Il y a quelque chose de très visuel dans votre univers. Est-ce que le cinéma ou les images nourrissent votre travail musical ?
Oui, énormément. Le cinéma nourrit profondément mon univers musical. Les images m’inspirent autant lorsque je joue que lorsque je compose en studio. Une lumière, une ambiance, un paysage ou une scène forte peuvent déclencher une idée musicale. Quand je crée un morceau, j’imagine souvent des atmosphères, des sensations, presque des séquences. Pour moi, le cinéma et la musique sont intimement liés. Ils racontent tous les deux des histoires, mais avec des langages différents.
Votre parcours mêle musique live, instruments et DJing. Comment construisez-vous aujourd’hui un set ?
Quand je construis un set, je pense d’abord au public qui sera face à moi. Je me demande comment entrer en communication avec lui, comment créer un échange sincère à travers la musique. Cette connexion passe par les instruments, les textures sonores, les percussions, mais aussi par les artistes qui m’accompagnent, notamment mon percussionniste avec qui je travaille. Ensemble, nous cherchons à apporter quelque chose de vivant et d’organique à chaque performance.

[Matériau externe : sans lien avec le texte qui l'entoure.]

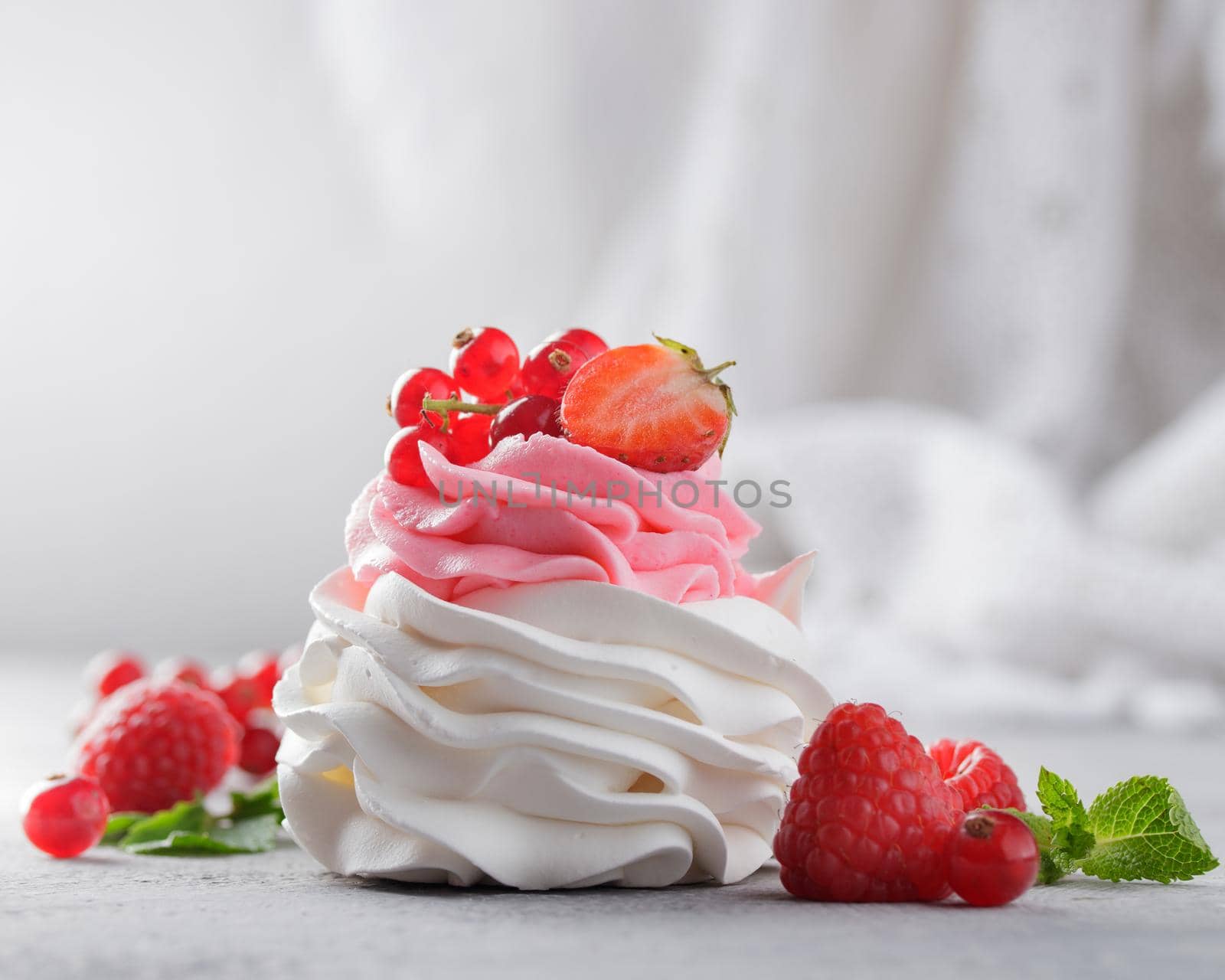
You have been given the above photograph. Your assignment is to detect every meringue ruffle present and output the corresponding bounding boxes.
[276,558,831,888]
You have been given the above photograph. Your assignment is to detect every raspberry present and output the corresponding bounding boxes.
[74,680,239,813]
[774,703,962,902]
[927,739,1025,810]
[945,810,1041,905]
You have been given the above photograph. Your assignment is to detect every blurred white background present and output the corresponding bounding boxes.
[0,0,1225,725]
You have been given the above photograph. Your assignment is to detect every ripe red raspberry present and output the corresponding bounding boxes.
[72,680,239,812]
[774,703,962,902]
[927,739,1025,810]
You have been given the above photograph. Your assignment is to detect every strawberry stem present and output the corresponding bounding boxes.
[698,360,737,380]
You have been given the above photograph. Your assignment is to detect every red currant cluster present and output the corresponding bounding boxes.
[22,648,298,858]
[384,327,608,486]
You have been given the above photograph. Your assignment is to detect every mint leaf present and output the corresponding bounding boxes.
[1003,807,1073,884]
[119,800,211,850]
[98,810,149,848]
[1037,766,1093,870]
[108,780,286,856]
[1080,776,1217,884]
[230,776,286,821]
[124,813,280,858]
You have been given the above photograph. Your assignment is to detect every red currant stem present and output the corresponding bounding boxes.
[421,398,506,424]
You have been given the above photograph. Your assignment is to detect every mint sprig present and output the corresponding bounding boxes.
[1009,768,1217,884]
[102,779,284,856]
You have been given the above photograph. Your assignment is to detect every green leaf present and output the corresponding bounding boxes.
[119,800,212,850]
[1037,766,1093,862]
[98,810,149,848]
[106,780,284,856]
[1080,776,1217,884]
[230,776,286,821]
[124,813,280,858]
[1004,807,1073,884]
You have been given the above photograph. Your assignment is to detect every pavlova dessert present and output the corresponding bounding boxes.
[274,327,831,888]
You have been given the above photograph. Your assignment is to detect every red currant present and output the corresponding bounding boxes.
[945,810,1040,905]
[523,341,588,400]
[488,394,561,446]
[451,327,519,402]
[153,657,210,691]
[545,327,609,360]
[84,651,145,697]
[384,424,451,486]
[213,668,262,723]
[451,415,494,467]
[237,651,280,708]
[388,368,459,426]
[237,727,280,776]
[21,776,110,858]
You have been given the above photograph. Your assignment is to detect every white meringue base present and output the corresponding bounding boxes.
[274,562,831,890]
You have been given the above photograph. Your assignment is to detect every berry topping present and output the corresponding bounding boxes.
[153,657,208,690]
[21,776,110,858]
[84,651,145,697]
[561,338,737,473]
[488,394,561,446]
[545,327,609,360]
[449,415,494,467]
[74,680,239,812]
[927,739,1025,810]
[945,810,1041,905]
[384,423,451,486]
[237,725,280,776]
[523,341,588,398]
[237,651,280,708]
[387,368,459,426]
[774,703,962,902]
[451,327,519,402]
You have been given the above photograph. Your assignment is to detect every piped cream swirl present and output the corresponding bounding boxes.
[276,560,831,888]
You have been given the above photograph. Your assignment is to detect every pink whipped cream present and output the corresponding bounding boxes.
[345,433,780,605]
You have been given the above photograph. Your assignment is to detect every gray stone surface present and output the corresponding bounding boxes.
[0,660,1225,980]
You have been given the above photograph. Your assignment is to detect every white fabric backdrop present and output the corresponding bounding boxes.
[0,0,1225,724]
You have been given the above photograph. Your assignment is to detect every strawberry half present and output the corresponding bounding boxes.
[561,337,737,473]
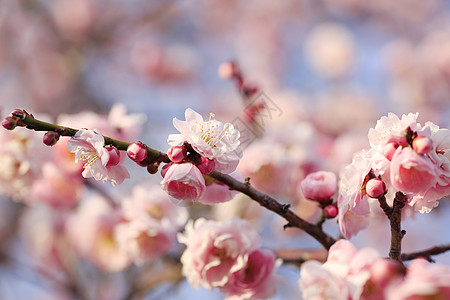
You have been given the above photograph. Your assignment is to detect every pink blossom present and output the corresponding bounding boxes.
[220,249,281,300]
[237,140,290,194]
[301,171,337,202]
[299,260,353,300]
[409,122,450,213]
[57,103,146,140]
[28,163,84,208]
[66,197,131,272]
[338,149,387,238]
[178,218,261,289]
[299,240,380,300]
[386,259,450,300]
[42,131,59,146]
[127,142,147,163]
[369,113,420,148]
[390,147,437,193]
[161,163,206,201]
[167,108,242,174]
[121,183,188,232]
[114,219,175,264]
[67,129,130,186]
[412,136,433,154]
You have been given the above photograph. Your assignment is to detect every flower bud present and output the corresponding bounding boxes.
[147,161,161,174]
[323,205,338,219]
[366,178,386,198]
[197,156,216,174]
[2,117,19,130]
[300,171,337,203]
[161,163,206,201]
[382,142,399,161]
[161,163,173,178]
[105,146,120,167]
[413,136,433,154]
[167,146,187,164]
[127,142,147,162]
[42,131,59,146]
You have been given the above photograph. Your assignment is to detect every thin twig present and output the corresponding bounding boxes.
[401,243,450,262]
[7,112,336,249]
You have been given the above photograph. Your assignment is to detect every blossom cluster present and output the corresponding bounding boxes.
[338,113,450,238]
[178,218,281,300]
[299,240,450,300]
[161,108,242,204]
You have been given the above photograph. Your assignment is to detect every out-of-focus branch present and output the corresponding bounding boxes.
[400,243,450,262]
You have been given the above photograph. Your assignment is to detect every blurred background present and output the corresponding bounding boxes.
[0,0,450,299]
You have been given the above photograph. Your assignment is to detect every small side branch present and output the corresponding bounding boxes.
[400,243,450,262]
[209,171,336,249]
[378,192,406,261]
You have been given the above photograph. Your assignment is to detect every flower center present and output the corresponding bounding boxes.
[80,151,100,169]
[197,113,227,148]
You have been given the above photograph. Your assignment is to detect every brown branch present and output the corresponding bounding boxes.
[209,171,336,249]
[3,110,336,249]
[400,243,450,262]
[378,192,406,261]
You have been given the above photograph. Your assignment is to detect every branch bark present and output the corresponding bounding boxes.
[9,110,336,249]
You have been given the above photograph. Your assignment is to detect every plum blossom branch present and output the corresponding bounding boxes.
[7,110,336,249]
[12,110,170,163]
[400,243,450,262]
[209,171,336,249]
[378,192,406,261]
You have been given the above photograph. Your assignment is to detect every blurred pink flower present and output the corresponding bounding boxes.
[161,163,206,201]
[391,147,438,194]
[178,218,261,289]
[66,197,131,272]
[301,171,337,202]
[167,108,242,174]
[299,240,381,300]
[386,259,450,300]
[122,183,189,232]
[114,218,175,264]
[220,249,282,300]
[67,129,130,186]
[28,163,84,209]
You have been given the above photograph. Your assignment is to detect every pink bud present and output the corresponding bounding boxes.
[2,117,19,130]
[197,156,216,174]
[167,146,187,164]
[366,178,386,198]
[42,131,59,146]
[105,146,120,167]
[127,142,147,162]
[382,142,398,161]
[300,171,337,203]
[413,136,433,154]
[147,161,160,174]
[161,163,173,178]
[323,205,338,219]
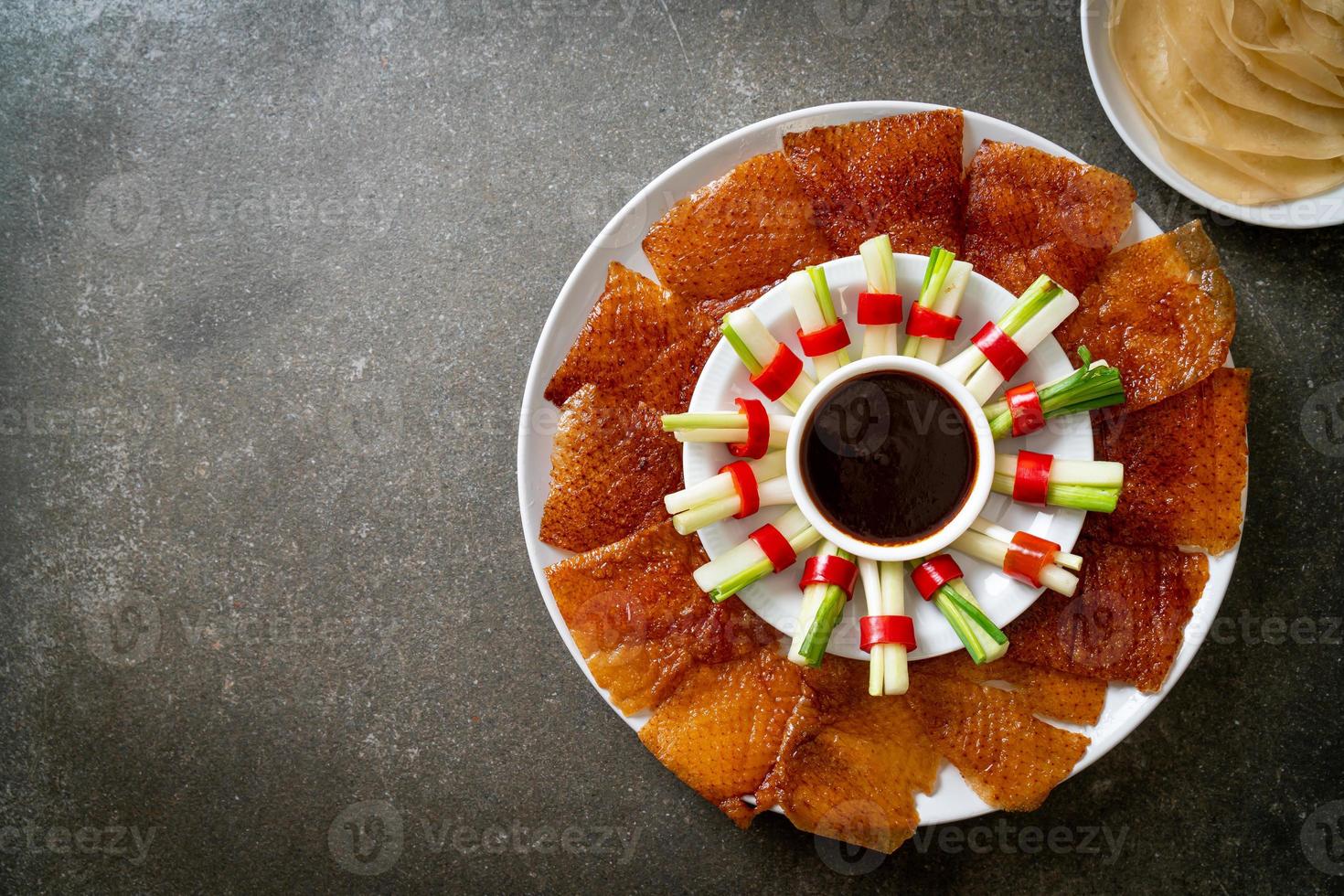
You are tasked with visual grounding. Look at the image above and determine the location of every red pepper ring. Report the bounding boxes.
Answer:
[1004,380,1046,435]
[729,398,770,459]
[798,553,859,601]
[910,553,963,601]
[1012,452,1055,507]
[859,616,915,653]
[747,523,798,572]
[970,321,1027,380]
[906,303,961,338]
[798,321,849,357]
[859,293,901,326]
[1004,532,1059,589]
[719,461,761,520]
[752,343,803,401]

Pour ceux qui vous découvriront cet été à Toulon, à quoi doivent-ils s’attendre ?
Ils ne doivent pas s’attendre à un DJ set classique. Je ne suis pas quelqu’un qui vient simplement lancer des morceaux et repartir. À travers les instruments, les percussions et mes compositions, j’essaie de transmettre des messages de paix, d’amour, de résilience et d’ouverture d’esprit. Aujourd’hui, je pense que l’on a besoin de se reconnecter davantage les uns aux autres. J’espère surtout que chacun repartira avec un peu de lumière et de joie.